Next Greater Element Using Stack

Given an integer array A, return the next greater element for every element in A. The next greater element for an element x is the first element greater than x that we come across while traversing the array in a clockwise manner. If it doesn't exist, return -1 for this element.

Input: arr = [1, 3, 2, 4]
Output: [3, 4, 4, -1]

Input : arr = [6, 8, 0, 1, 3]
Output: [8, -1, 1, 3, -1]

Approach 1 (Brute Force)

• linear search with start idx
• find next greater element for every idx

def next_greater_element(nums):
    n = len(nums)

    def linear_search(start):
        for i in range(start+1,n):
            if nums[i] > nums[start]:
                return nums[i]
        return -1

    result = [-1] * n

    for i in range(n):
        result[i] = linear_search(i)


    return result

print(next_greater_element([1, 3, 2, 4]))
print(next_greater_element([6, 8, 0, 1, 3]))

[3, 4, 4, -1]
[8, -1, 1, 3, -1]

Complexity Analysis

• N = len(nums)

• O(N^2)

• O(N)

Approach 2 (Using stack)

• backward traversal
• maintain strictly decreasing order from bottom to top
• when we encounter an element , we eleminate all the smaller elements from stack as they can never be next greater element
• stack always contains elements which are stricyly decreasing from bottom to top
• each element is pushed and popped exactly once , it gives O(N) complexity

def next_greater_element(nums):
    n = len(nums)
    result = [-1] * n

    stack = []

    for i in range(n-1,-1,-1):
        # eliminate all smaller elements from stack
        while stack and stack[-1] <= nums[i]:
            stack.pop()

        result[i] = -1 if not stack else stack[-1]
        stack.append(nums[i])

    return result

    

print(next_greater_element([1, 3, 2, 4]))
print(next_greater_element([6, 8, 0, 1, 3]))

[3, 4, 4, -1]
[8, -1, 1, 3, -1]

Complexity

• N = len(nums)

• O(N)

• O(N)

Next Smaller Element

Given an array of integers arr, your task is to find the Next Smaller Element (NSE) for every element in the array. The Next Smaller Element for an element x is defined as the first element to the right of x that is smaller than x. If there is no smaller element to the right, then the NSE is -1.
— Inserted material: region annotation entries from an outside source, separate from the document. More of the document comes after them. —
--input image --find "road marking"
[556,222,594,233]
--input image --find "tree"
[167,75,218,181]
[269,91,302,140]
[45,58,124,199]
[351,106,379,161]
Input: arr = [4, 8, 5, 2, 25]
Output: [2, 5, 2, -1, -1]

Input: arr = [10, 9, 8, 7]
Output: [9, 8, 7, -1]

Approach 1

• use backward navigation
• elimnate all the elemnts from stack which are greater than the encountered element

def next_smaller_element(nums):
    n = len(nums)
    stack = []
    result = [-1]* n


    for i in range(n-1,-1,-1):
        ## eliminate all the elements from stack which are greater than encountered element
        while stack and stack[-1] >= nums[i]:
            stack.pop()
        result[i] = -1 if not stack else stack[-1]
        stack.append(nums[i])

    return result

print(next_smaller_element([4, 8, 5, 2, 25]))
print(next_smaller_element([10, 9, 8, 7]))

[2, 5, 2, -1, -1]
[9, 8, 7, -1]

Complexity

• N = len(nums)

• O(N)

• O(N)